Conocíamos mucha gente allí. Gente rara de todas las especies: escritores,
pintores, ilustradores, arquitectos, publicistas; siempre había gente diferente,
siempre sus fiestas terminaban en una locura, en un amasijo de cuerpos
bailando, brincando, gritando enardecidos. Y siempre Estela allí, pasando y
paseándose como si nada pasara, como si nada pudiera tocarla o alcanzarla,
destacando con ese brillo particular, con esa manera de sonreír sin mover si
quiera los labios, con esa forma en la que se le iluminaba la mirada. Estela
cantando come on you stranger, you
legend, you martyr, and shine y acercándose tanto a mí que podía sentir su
olor tan parecido a como podría oler la luz.
Pero sí, de vez en cuando volvía a caer en el pozo.
Algunas veces por días. Algunas otras veces la perdíamos por meses. Se acababan
las fiestas bulliciosas, deambulaba por la casa, las pocas veces que la
veíamos, como una sombra, como algo fugaz. Alberto se cansaba de tratar de
encenderla, de sacarla, de avivarla, como él mismo decía, y se perdía él
también por días o semanas. Y siempre le quedaba yo. Porque esa era mi misión
en la vida, decía Estela. Quedar. Estar. Soportarla. Acompañarla en el pozo, en
el que entonces sí me dejaba entrar. Mirábamos películas. Nos emborrachábamos
en silencio. Fumábamos sin perder la compostura. Yo la acompañaba y ella, la
mayoría de veces, lloraba, y yo la dejaba, porque esa era mi misión en la vida,
la única a la que le encontraba sentido, era un imán, ya lo dije, y yo quería
estar pegado a ella, verla dormirse con los ojos hinchados, abrazando un cojín
peludo de los sillones. Verla dormir con el colochero rojo enredándosele en los
sueños. Hubiera querido que fuera feliz. Nada más. Pero en esos momentos me
daba cuenta que para ella no existía la
felicidad. Ni siquiera la tranquilidad mediana que todos buscamos.
IV. Cargando a Estela.
Carlos y yo tuvimos que cargarla cuando ella y
Alberto se separaron luego de seis años de un matrimonio que no daba para más. Volvimos
a ser los tres y a ratos los cuatro, porque Carlos ya tenía casa con patio y
mujer y un hijo por venir.
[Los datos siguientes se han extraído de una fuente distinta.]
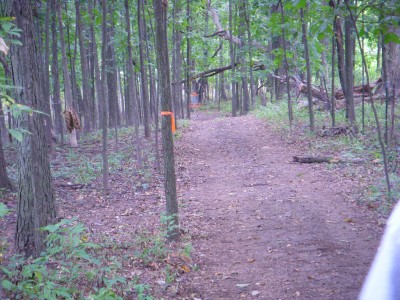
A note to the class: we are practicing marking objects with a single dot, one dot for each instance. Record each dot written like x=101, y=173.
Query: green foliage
x=3, y=210
x=69, y=268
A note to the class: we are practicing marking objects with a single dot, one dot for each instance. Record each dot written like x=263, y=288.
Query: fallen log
x=307, y=159
x=334, y=131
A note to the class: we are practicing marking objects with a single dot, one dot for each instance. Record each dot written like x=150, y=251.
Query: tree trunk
x=36, y=202
x=99, y=102
x=104, y=66
x=250, y=50
x=84, y=69
x=67, y=82
x=111, y=75
x=160, y=13
x=143, y=71
x=5, y=182
x=46, y=80
x=56, y=76
x=132, y=87
x=307, y=58
x=290, y=108
x=349, y=63
x=340, y=49
x=176, y=64
x=243, y=56
x=188, y=85
x=232, y=56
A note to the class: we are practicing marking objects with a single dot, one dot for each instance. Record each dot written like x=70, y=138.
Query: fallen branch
x=305, y=159
x=207, y=73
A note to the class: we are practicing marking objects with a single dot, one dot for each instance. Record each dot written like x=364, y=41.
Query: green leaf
x=16, y=134
x=7, y=285
x=391, y=37
x=300, y=3
x=3, y=210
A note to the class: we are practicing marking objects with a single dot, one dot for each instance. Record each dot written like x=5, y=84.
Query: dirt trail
x=266, y=227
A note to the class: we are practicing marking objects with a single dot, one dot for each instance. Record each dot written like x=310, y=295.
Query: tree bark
x=232, y=57
x=84, y=69
x=67, y=82
x=98, y=101
x=5, y=182
x=56, y=76
x=340, y=48
x=36, y=201
x=104, y=125
x=132, y=87
x=143, y=70
x=160, y=13
x=307, y=58
x=349, y=65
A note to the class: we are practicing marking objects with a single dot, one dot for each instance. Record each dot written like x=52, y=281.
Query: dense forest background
x=72, y=70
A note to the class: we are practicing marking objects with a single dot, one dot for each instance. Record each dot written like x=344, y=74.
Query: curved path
x=264, y=227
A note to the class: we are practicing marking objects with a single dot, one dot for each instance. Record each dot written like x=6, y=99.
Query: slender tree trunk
x=160, y=12
x=290, y=109
x=349, y=63
x=249, y=38
x=307, y=58
x=132, y=86
x=232, y=55
x=105, y=95
x=188, y=85
x=5, y=182
x=98, y=105
x=56, y=76
x=340, y=52
x=36, y=202
x=176, y=63
x=243, y=55
x=386, y=84
x=223, y=96
x=46, y=79
x=143, y=71
x=333, y=100
x=84, y=69
x=67, y=82
x=378, y=126
x=112, y=75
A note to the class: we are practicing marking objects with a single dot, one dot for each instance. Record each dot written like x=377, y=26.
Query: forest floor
x=260, y=225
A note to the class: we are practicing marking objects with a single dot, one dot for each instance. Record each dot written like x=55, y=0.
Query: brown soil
x=261, y=226
x=266, y=227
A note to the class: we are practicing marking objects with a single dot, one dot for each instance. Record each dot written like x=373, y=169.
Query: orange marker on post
x=169, y=113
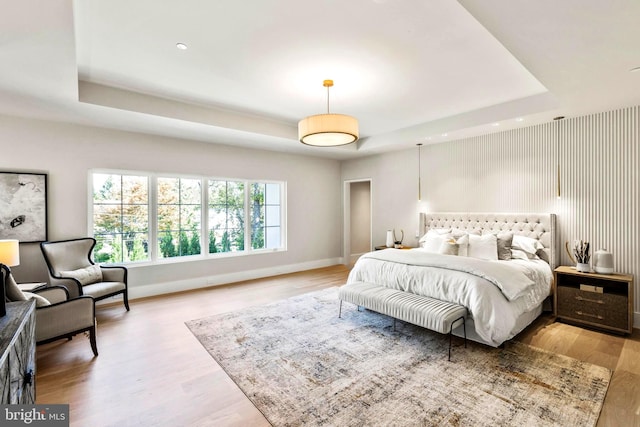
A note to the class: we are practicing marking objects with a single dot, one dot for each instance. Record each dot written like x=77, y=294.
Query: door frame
x=346, y=218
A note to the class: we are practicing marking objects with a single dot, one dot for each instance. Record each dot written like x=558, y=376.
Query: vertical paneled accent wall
x=517, y=171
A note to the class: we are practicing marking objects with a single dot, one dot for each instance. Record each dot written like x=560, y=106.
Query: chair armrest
x=65, y=317
x=114, y=274
x=53, y=294
x=73, y=286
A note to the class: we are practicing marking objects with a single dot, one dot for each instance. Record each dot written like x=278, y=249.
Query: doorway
x=357, y=220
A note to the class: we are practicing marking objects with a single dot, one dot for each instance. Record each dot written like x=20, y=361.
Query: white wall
x=67, y=152
x=516, y=171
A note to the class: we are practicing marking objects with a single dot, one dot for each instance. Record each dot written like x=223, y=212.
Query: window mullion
x=153, y=217
x=247, y=217
x=204, y=217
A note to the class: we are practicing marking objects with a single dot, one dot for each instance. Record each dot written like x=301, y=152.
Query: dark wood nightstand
x=602, y=301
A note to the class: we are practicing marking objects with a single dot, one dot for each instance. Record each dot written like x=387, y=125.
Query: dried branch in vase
x=581, y=251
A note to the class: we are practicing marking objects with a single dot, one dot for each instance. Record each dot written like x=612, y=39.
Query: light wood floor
x=152, y=371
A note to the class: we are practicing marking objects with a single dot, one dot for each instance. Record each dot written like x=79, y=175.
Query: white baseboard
x=221, y=279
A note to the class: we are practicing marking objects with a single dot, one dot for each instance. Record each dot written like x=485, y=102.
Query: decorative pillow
x=448, y=247
x=527, y=244
x=434, y=232
x=14, y=293
x=518, y=254
x=40, y=300
x=463, y=245
x=504, y=242
x=86, y=276
x=483, y=247
x=432, y=241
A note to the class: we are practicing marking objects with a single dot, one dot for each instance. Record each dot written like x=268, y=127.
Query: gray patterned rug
x=302, y=365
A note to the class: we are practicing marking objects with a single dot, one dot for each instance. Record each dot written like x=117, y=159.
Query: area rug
x=301, y=365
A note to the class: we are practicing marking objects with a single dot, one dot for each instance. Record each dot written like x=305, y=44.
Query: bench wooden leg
x=464, y=328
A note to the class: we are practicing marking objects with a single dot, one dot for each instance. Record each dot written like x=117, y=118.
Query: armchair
x=70, y=265
x=57, y=316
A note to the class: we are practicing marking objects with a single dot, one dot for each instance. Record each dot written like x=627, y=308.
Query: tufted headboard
x=536, y=225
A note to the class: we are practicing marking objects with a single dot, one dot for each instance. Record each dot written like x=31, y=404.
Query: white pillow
x=434, y=232
x=463, y=245
x=86, y=276
x=527, y=244
x=518, y=254
x=483, y=247
x=432, y=242
x=448, y=247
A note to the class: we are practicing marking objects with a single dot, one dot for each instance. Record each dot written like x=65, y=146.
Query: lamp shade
x=9, y=252
x=328, y=130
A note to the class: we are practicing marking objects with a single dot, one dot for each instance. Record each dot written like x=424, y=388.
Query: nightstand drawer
x=592, y=307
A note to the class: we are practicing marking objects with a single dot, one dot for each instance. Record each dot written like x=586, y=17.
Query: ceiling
x=411, y=71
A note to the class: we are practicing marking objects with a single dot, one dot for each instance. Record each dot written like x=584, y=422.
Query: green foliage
x=226, y=243
x=121, y=207
x=212, y=242
x=167, y=248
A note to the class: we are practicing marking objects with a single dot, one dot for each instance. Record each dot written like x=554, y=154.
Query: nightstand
x=602, y=301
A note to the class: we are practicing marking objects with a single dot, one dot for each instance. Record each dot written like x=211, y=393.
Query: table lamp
x=9, y=257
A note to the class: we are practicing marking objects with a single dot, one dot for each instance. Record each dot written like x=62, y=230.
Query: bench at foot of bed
x=436, y=315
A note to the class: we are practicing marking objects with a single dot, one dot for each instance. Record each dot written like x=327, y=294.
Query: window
x=184, y=216
x=120, y=217
x=226, y=216
x=179, y=216
x=265, y=215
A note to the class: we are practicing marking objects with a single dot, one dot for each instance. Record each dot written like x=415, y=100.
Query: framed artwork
x=23, y=206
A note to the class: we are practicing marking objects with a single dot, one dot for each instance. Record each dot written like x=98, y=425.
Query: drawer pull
x=597, y=316
x=597, y=301
x=28, y=377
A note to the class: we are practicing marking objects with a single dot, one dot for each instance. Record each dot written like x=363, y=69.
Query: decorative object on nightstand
x=581, y=251
x=398, y=243
x=389, y=238
x=602, y=301
x=9, y=256
x=603, y=261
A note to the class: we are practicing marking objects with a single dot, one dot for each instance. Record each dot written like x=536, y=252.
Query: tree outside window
x=120, y=218
x=179, y=217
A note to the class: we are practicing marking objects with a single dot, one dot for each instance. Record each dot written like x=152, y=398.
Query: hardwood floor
x=152, y=371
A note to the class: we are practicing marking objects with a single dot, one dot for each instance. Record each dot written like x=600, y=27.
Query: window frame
x=153, y=223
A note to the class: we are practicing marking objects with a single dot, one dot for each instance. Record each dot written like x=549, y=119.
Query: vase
x=603, y=262
x=583, y=267
x=389, y=238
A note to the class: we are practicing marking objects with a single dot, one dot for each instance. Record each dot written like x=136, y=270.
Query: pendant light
x=557, y=126
x=328, y=130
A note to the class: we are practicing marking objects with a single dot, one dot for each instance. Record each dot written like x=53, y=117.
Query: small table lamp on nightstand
x=10, y=257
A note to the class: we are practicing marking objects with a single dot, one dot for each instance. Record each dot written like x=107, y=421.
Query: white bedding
x=473, y=283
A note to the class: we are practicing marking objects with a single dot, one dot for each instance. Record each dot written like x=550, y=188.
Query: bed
x=497, y=265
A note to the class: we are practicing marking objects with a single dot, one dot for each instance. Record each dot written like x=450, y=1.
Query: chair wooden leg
x=92, y=340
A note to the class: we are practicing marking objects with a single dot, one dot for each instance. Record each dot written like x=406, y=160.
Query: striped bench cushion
x=423, y=311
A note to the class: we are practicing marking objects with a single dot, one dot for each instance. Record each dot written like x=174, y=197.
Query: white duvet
x=496, y=293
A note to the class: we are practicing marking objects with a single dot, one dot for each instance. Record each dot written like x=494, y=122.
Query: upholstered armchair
x=70, y=265
x=57, y=316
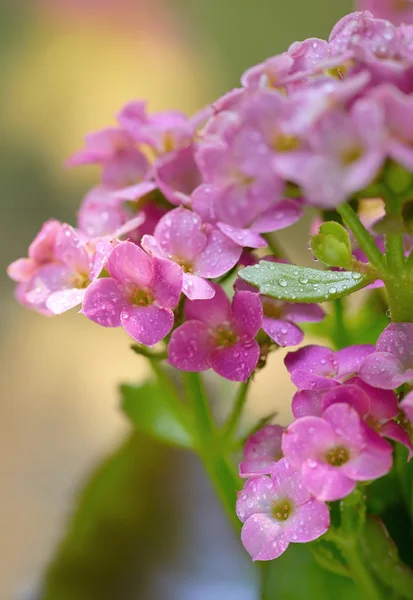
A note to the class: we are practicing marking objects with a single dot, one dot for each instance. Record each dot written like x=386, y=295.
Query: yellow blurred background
x=67, y=67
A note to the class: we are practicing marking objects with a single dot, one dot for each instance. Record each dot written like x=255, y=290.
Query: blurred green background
x=67, y=66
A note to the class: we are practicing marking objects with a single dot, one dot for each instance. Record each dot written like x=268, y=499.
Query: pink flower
x=164, y=131
x=219, y=335
x=138, y=295
x=278, y=510
x=262, y=451
x=60, y=266
x=202, y=251
x=335, y=451
x=396, y=11
x=391, y=364
x=116, y=151
x=314, y=367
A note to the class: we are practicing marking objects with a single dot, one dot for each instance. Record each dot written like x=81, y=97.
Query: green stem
x=232, y=423
x=359, y=571
x=362, y=236
x=218, y=466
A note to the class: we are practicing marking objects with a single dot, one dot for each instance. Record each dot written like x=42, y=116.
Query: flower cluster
x=183, y=203
x=344, y=408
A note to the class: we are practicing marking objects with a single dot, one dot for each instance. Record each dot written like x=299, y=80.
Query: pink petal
x=196, y=288
x=349, y=394
x=369, y=465
x=190, y=347
x=282, y=332
x=257, y=496
x=325, y=482
x=307, y=438
x=70, y=250
x=167, y=282
x=213, y=312
x=134, y=192
x=236, y=362
x=303, y=313
x=22, y=269
x=147, y=325
x=394, y=431
x=290, y=483
x=308, y=403
x=384, y=370
x=218, y=256
x=129, y=264
x=246, y=314
x=243, y=237
x=263, y=538
x=180, y=234
x=282, y=215
x=345, y=421
x=309, y=522
x=350, y=359
x=104, y=302
x=63, y=300
x=407, y=406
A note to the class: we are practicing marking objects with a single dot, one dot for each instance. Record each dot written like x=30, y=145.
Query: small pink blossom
x=335, y=451
x=202, y=251
x=391, y=364
x=278, y=510
x=138, y=295
x=219, y=335
x=116, y=152
x=262, y=450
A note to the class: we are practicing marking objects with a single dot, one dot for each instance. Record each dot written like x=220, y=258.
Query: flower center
x=337, y=456
x=283, y=142
x=225, y=336
x=142, y=298
x=282, y=509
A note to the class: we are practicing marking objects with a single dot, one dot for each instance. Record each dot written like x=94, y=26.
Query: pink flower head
x=317, y=367
x=116, y=152
x=219, y=335
x=376, y=407
x=278, y=510
x=346, y=152
x=60, y=266
x=164, y=131
x=138, y=295
x=396, y=11
x=262, y=450
x=391, y=364
x=335, y=451
x=202, y=251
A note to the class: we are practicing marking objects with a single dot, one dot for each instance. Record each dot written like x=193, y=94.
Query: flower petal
x=147, y=325
x=104, y=302
x=130, y=264
x=263, y=537
x=236, y=362
x=282, y=332
x=190, y=347
x=246, y=314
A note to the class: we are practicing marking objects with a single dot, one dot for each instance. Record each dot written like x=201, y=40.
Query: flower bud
x=332, y=245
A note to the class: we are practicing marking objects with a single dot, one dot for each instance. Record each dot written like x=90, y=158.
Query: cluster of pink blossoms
x=184, y=202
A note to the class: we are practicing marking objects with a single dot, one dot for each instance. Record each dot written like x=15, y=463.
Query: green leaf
x=381, y=554
x=332, y=245
x=296, y=575
x=153, y=409
x=300, y=284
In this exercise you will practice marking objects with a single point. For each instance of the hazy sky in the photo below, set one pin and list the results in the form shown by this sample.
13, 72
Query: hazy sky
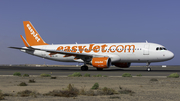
89, 21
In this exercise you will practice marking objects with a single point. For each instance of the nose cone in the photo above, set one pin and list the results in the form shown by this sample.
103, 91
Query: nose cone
169, 55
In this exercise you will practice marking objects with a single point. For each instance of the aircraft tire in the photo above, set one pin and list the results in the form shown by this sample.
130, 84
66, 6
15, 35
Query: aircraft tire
148, 69
99, 69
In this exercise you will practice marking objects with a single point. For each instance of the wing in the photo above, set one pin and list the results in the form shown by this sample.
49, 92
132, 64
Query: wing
83, 56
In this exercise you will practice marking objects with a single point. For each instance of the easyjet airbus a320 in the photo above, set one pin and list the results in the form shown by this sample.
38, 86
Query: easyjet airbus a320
100, 55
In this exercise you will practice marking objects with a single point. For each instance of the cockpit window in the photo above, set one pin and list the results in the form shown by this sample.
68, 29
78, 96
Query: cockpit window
161, 48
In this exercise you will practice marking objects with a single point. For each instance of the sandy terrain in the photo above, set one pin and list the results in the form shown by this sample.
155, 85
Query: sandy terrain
165, 89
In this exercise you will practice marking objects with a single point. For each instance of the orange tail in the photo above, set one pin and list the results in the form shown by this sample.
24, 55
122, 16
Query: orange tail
32, 36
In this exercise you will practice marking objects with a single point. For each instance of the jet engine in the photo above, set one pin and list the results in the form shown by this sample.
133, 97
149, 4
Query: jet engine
101, 62
122, 64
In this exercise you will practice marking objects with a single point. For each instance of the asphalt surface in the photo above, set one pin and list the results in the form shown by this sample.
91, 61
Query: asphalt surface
112, 71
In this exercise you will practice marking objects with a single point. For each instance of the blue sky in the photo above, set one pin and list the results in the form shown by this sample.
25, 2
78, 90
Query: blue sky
89, 21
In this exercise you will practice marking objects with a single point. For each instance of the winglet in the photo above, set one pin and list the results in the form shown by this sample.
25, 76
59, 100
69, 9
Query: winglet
25, 42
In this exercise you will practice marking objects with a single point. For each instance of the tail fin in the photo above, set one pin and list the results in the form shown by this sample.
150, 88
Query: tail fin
25, 42
32, 36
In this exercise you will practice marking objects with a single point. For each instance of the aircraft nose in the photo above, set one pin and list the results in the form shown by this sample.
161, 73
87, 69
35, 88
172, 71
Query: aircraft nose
170, 55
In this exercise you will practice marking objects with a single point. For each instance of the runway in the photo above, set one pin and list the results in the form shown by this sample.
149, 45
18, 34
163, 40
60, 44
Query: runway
113, 71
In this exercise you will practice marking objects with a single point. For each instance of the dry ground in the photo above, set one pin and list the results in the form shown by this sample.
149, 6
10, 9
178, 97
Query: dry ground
165, 89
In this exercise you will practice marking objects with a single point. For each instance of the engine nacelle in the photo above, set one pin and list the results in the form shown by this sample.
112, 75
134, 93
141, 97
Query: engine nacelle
122, 64
101, 62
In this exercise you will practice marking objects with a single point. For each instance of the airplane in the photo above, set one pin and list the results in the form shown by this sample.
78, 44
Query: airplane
99, 55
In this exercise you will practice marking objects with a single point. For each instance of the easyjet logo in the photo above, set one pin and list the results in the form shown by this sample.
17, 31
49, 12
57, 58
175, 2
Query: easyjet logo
98, 61
35, 35
98, 48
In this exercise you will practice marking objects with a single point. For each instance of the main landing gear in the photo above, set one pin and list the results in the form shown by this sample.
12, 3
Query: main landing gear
84, 68
148, 68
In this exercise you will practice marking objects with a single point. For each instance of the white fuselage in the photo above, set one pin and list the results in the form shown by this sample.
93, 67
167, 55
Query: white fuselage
118, 52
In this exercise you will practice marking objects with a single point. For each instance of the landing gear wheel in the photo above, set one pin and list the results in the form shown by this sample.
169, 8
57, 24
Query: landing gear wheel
99, 69
84, 68
148, 69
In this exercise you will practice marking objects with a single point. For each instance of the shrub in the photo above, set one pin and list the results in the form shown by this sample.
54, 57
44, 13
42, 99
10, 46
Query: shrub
90, 93
98, 75
26, 93
22, 84
70, 76
126, 75
76, 74
17, 74
1, 96
153, 79
53, 77
26, 75
106, 91
105, 76
173, 75
45, 75
126, 91
87, 75
139, 75
32, 81
95, 86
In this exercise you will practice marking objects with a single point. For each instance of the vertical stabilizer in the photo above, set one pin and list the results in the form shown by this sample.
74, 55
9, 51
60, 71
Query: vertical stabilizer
32, 36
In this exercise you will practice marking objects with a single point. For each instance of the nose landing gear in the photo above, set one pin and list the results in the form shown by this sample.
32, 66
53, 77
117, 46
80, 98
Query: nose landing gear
148, 68
84, 68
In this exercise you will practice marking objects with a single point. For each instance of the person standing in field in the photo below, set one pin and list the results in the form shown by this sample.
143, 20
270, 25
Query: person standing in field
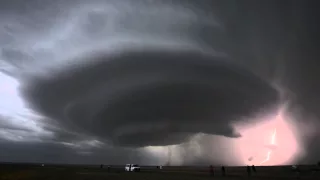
223, 169
249, 170
211, 170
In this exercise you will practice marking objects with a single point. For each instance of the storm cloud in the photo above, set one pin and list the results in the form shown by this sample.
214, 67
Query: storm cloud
86, 77
135, 98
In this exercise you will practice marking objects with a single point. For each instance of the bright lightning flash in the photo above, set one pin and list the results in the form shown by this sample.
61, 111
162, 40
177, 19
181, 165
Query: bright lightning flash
273, 139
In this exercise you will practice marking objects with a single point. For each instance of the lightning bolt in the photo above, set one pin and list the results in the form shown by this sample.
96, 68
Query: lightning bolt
273, 141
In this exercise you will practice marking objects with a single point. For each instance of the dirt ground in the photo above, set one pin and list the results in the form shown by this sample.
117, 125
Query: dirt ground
64, 172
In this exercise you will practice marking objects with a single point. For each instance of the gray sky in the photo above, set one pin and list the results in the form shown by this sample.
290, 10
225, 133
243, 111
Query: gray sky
100, 81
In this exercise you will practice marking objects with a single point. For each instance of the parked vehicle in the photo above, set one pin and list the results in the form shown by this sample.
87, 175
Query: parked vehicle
132, 168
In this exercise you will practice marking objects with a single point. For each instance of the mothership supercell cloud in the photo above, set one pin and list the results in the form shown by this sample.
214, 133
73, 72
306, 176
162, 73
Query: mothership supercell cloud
132, 74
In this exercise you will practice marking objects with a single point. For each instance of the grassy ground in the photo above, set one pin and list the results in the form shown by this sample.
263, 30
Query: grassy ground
36, 172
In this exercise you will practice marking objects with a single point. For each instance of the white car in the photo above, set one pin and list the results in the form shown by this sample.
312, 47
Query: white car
132, 168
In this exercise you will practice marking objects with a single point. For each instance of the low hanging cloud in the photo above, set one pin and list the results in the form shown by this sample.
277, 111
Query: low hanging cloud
151, 97
84, 79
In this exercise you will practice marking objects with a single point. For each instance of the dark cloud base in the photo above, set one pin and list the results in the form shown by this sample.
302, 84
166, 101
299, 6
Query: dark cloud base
151, 97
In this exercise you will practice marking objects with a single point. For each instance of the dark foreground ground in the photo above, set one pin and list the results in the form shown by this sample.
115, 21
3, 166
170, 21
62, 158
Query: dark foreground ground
69, 172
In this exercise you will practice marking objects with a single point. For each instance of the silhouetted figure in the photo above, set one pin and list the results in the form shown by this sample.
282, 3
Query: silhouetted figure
249, 170
223, 169
254, 169
211, 170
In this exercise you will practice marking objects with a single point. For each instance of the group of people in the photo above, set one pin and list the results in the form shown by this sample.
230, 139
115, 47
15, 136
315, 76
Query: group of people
223, 170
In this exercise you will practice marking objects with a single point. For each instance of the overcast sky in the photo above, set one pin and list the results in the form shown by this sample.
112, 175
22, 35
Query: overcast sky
159, 81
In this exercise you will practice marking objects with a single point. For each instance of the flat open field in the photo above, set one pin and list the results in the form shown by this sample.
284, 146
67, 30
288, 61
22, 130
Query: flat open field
94, 172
Volvimos a ser los tres a veces y antes de que
Estella le dijera adiós para siempre al colochero rojo y se dejara el pelo casi
a la altura de las orejas y del color natural, que por entonces supimos que era
castaño oscuro, con algunos reflejos más claros que brillaban con el sol. Con
ese sol que se le metió entonces otra vez en la vida y abrió todas las ventanas
de un apartamento pequeño con vista a un San Salvador rugiente y enfadado, como
ella, que quería recuperar el tiempo, la carrera de artes a medias, que quería
pintar, que quería escribir, ¿qué era lo que no quería? Bajábamos al mar y quería piedras, conchas, caracoles, quería pareos de todos
los colores, quería tenderse al sol, olvidarse de sí misma por horas, olvidarse
de mí, supongo, sentado junto a ella con un libro que nunca leía, con una
cerveza que se calentaba de tanto olvido, solo quería vivir, decía, yo solo
quería vivir junto a ella. Quedar. Estar. Soportarla. Cargarla todas las veces
que fuera necesario. Y entonces, tampoco tuve tiempo de saber o entender o
preguntarle cómo me quería, porque una mañana de octubre, unos días antes de su
cumpleaños número treinta y cuatro, desapareció con toda su vida sin decir
adiós. No la busqué. No estaba para eso. Además, como ya dije, ni yo estaba
seguro de cómo me quería y hacer un drama de persecución por un aeropuerto o
país o ciudad, tal vez hubiera sido demasiado. No iba conmigo. No quería caer
en la escena que tal vez, como me lo confesó muchos años después, ella hubiera
esperado. Me casé algunos años después. No es que lo hubiera buscado. Claro,
haber vivido contemplando la vida de Estela por más de diez años no me había
permitido la más mínima oportunidad de conocer otras mujeres y tener alguna
relación normal. Supongo que a esas alturas de la vida ya no se tiene todas
aquellas expectativas de un amor que te vuelva loco o enloquecer por alguien o
querer hacer todo por alguien, o anularse por una persona que sabés que te
quiere, pero no le de la forma en que vos quisieras que te quiera de regreso.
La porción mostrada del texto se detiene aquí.